Ten months post the completed bone graft, CT scans show that there is bone regeneration on her skull – a positive sign that the bioengineered bone is doing its job. “We usually expect the full bone regeneration to take about two years, so we are very positive about Grace’s progress so far,” says Graewe.

Read: Watch: Facial surgery gives baby new hope

Grace’s second surgery took place on 12 April and involved reconstructive surgery to correct the placement of Grace’s eye-sockets and her nose. “Grace’s condition resulted in her eyes being too far apart, we corrected this and also reconstructed her nose by using cartilage harvested from her ribcage,” says Graewe. “We’re very happy with her results and we don’t expect that any more surgeries will be needed for Grace at this stage.”

Akikere, a seven-year-old from Nigeria, suffers from Crouzon Syndrome, and before her surgery last year, she suffered from right-side heart failure as a result of the respiratory problems often seen in Crouzon cases.

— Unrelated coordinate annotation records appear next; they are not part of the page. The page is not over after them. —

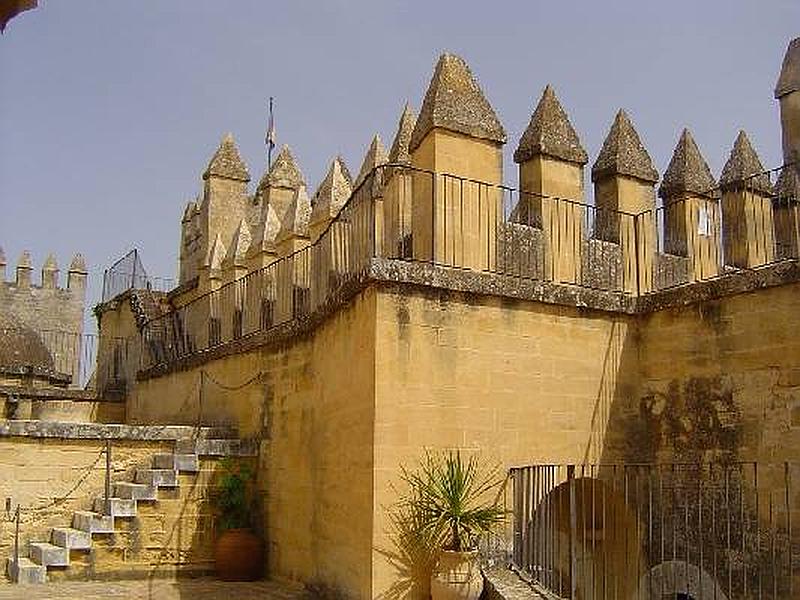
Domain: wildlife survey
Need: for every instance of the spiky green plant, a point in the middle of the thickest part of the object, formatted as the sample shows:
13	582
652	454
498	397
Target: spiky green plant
453	499
232	496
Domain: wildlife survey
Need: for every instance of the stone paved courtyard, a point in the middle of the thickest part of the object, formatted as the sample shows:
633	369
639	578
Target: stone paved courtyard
194	589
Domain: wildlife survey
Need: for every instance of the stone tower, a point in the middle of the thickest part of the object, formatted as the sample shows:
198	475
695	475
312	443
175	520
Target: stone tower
459	137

In 2015, Graewe and Salyer detached Akikere’s mid-face and forehead from the skull, and implanted “distractors”, which would gradually push her face forward over time and therefore assist her breathing problems.

Read: Gene may increase disease risk in Down syndrome

Ten months later, not only have Akikere’s distractors have been removed, she is also now off all heart medication and her paediatric cardiologist says that her heart condition has clinically subsided.

A great learning opportunity

“The opportunity to work with the South African team on these two cases has been an absolute godsend and a pleasure, says Dr Salyer. “The co-operation between the World Craniofacial Foundation team and the South African surgeons, led by Dr Graewe, has resulted in excellent results.

Both of our young patients are doing well and the joint effort between the teams has been life-saving for our patients, and a great learning opportunity for all the surgeons involved.”